O Bend do Danúbio como região — Szentendre, Visegrád, Esztergom — é um dos troços mais panorâmicos do Danúbio médio. As três cidades complementam-se: Szentendre é o centro cultural e artístico; Visegrád é a fortaleza medieval erguida sobre a curva do rio; Esztergom é a capital religiosa da Hungria, dominada pela enorme basílica visível a quilómetros de distância.

Um dia inteiro a visitar as três é possível numa visita organizada — o tour de dia completo ao Bend do Danúbio cobre esta combinação com transporte e guia.

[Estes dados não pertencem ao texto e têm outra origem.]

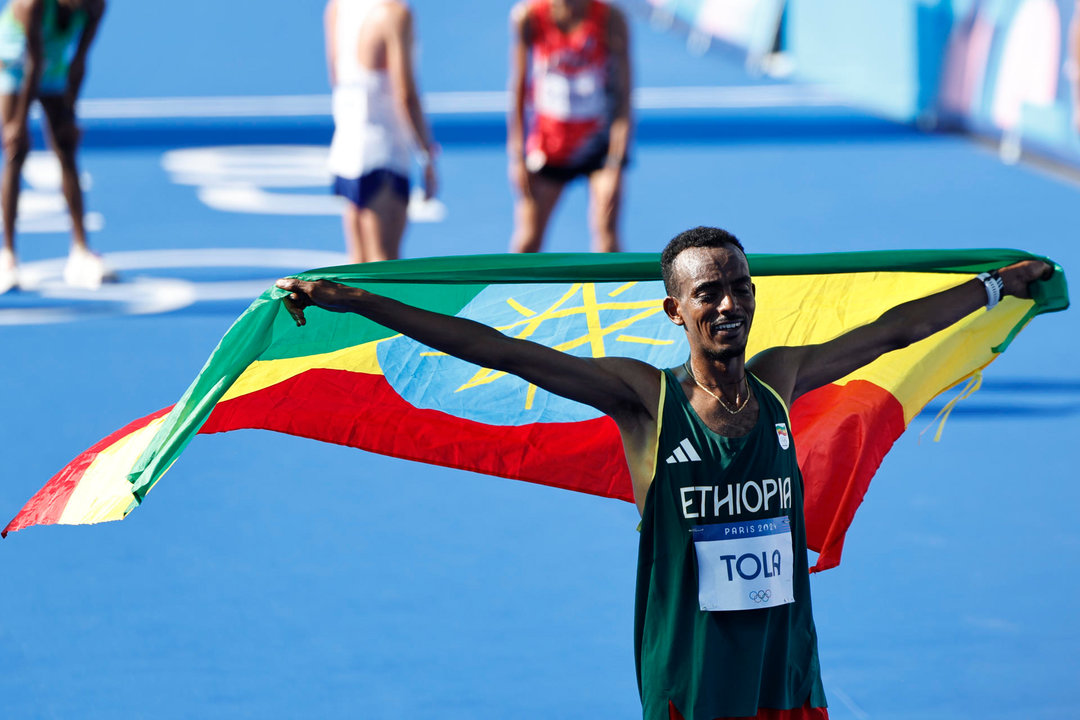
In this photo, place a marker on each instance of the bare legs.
(375, 232)
(64, 136)
(605, 195)
(14, 157)
(532, 211)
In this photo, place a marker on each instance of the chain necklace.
(724, 403)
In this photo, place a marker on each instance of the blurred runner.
(1072, 64)
(570, 72)
(377, 122)
(43, 46)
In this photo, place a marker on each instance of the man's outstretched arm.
(794, 371)
(621, 388)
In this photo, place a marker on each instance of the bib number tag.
(744, 566)
(571, 97)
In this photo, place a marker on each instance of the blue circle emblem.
(590, 320)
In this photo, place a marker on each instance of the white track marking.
(143, 295)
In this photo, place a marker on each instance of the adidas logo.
(684, 452)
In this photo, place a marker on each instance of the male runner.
(43, 46)
(377, 122)
(569, 71)
(726, 648)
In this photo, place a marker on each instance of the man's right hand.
(320, 293)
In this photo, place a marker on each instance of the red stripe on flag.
(48, 504)
(363, 411)
(842, 433)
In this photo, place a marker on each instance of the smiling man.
(724, 626)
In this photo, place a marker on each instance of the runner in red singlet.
(570, 113)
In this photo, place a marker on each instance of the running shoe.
(9, 270)
(85, 269)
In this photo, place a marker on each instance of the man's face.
(714, 300)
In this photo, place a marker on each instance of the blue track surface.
(274, 576)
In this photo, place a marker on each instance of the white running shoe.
(9, 270)
(85, 269)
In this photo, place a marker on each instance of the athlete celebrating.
(569, 71)
(724, 625)
(43, 48)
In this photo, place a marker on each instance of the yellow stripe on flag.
(264, 374)
(804, 310)
(104, 492)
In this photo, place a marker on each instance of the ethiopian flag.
(345, 379)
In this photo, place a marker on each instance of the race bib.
(744, 566)
(579, 96)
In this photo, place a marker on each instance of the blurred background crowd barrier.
(1007, 69)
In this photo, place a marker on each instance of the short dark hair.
(700, 236)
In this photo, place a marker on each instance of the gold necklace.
(724, 403)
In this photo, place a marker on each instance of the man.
(569, 68)
(43, 48)
(718, 633)
(377, 123)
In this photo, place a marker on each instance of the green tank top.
(57, 41)
(711, 497)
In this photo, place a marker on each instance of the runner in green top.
(724, 623)
(43, 48)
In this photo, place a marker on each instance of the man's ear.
(671, 307)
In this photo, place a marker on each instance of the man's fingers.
(295, 309)
(296, 300)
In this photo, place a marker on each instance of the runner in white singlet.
(378, 122)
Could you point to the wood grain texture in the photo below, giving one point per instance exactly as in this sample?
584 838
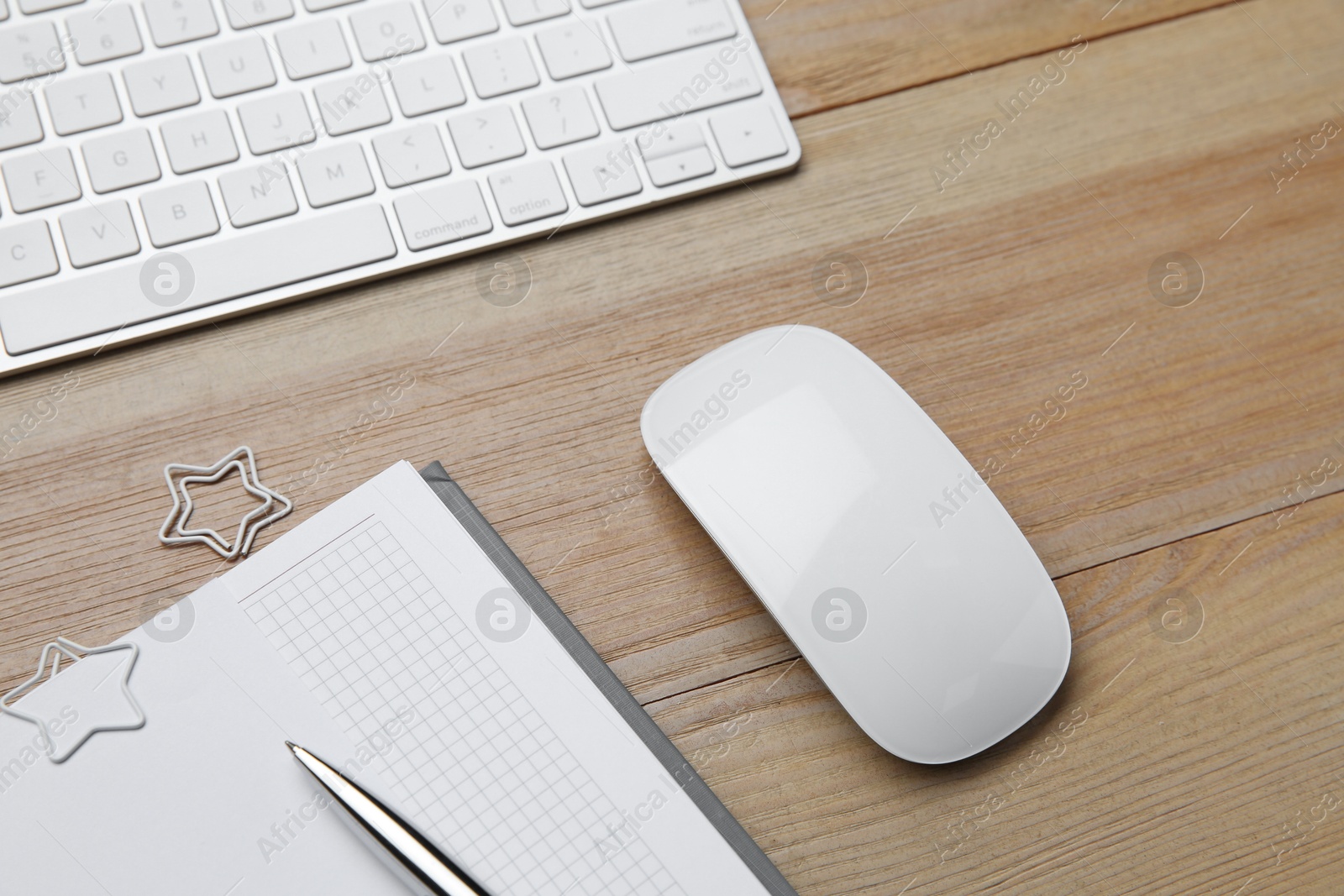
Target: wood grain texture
1027 268
833 53
992 293
1163 766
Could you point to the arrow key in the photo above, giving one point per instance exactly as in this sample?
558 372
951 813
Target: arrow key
602 174
689 164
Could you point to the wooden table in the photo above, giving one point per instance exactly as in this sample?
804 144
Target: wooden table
1187 500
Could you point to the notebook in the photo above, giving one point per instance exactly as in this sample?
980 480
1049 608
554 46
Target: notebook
396 636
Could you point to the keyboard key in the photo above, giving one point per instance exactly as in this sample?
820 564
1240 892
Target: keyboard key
685 165
107 298
19 123
312 49
26 253
484 136
29 51
528 192
460 19
82 103
573 49
656 27
671 87
318 6
237 66
249 13
276 121
412 155
561 117
522 13
443 215
335 175
387 29
746 134
198 141
501 67
40 179
602 174
120 160
427 85
97 234
253 195
179 214
676 154
108 33
174 22
159 85
42 6
351 103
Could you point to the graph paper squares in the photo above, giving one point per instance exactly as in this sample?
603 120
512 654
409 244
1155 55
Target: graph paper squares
476 766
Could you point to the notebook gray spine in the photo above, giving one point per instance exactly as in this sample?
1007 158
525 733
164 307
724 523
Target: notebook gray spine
591 664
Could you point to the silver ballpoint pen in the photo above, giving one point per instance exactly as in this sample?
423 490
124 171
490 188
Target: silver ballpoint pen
417 862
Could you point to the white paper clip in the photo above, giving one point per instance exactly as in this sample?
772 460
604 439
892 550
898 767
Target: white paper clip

Uma abordagem mais confortável é dedicar um dia a Szentendre (de HÉV, de forma independente) e um dia separado a Visegrád ou Esztergom (de autocarro ou numa visita guiada a partir de Budapest). A versão de dois dias do Bend do Danúbio dá a cada cidade o tempo adequado; a versão de um dia fica sempre ligeiramente apressada.

O regresso e o que concluímos

Apanhámos o HÉV de regresso às 17h30, chegando a Budapest a tempo de um jantar tardio. A viagem é exatamente tão confortável e barata no sentido de volta como no de ida — um lugar à janela, terrenos agrícolas e subúrbios exteriores de Budapest a passar, a canseira satisfatória de um dia bem organizado.

Szentendre merece um dia. Não necessariamente um dia longo — pode ver tudo o que precisa em cinco a seis horas — mas um dia completo, a chegar cedo e a partir ao anoitecer, garante-lhe um almoço, uma adega, uma boa visita às igrejas, uma tarde no cais, e o prazer específico de uma cidade que é turística por razões genuínas e não fabricadas.

O legado sérvio é genuíno. A cultura vinícola é genuína. A arquitetura — esses telhados de terracota, as cúpulas ortodoxas, as igrejas barrocas católicas ao lado — é genuinamente do século XVIII e merece atenção. Os turistas estão lá porque o lugar é mesmo assim, e Szentendre gere bem essa contradição, de forma que as duas coisas coexistem sem se anularem mutuamente.

O guia das melhores excursões a partir de Budapest classifica Szentendre a par das cidades do Bend do Danúbio, Eger e Tokaj como as melhores opções para um dia fora da cidade. Para um visitante de primeira vez a Budapest que tenha três ou quatro dias, um dia em Szentendre é quase obrigatório.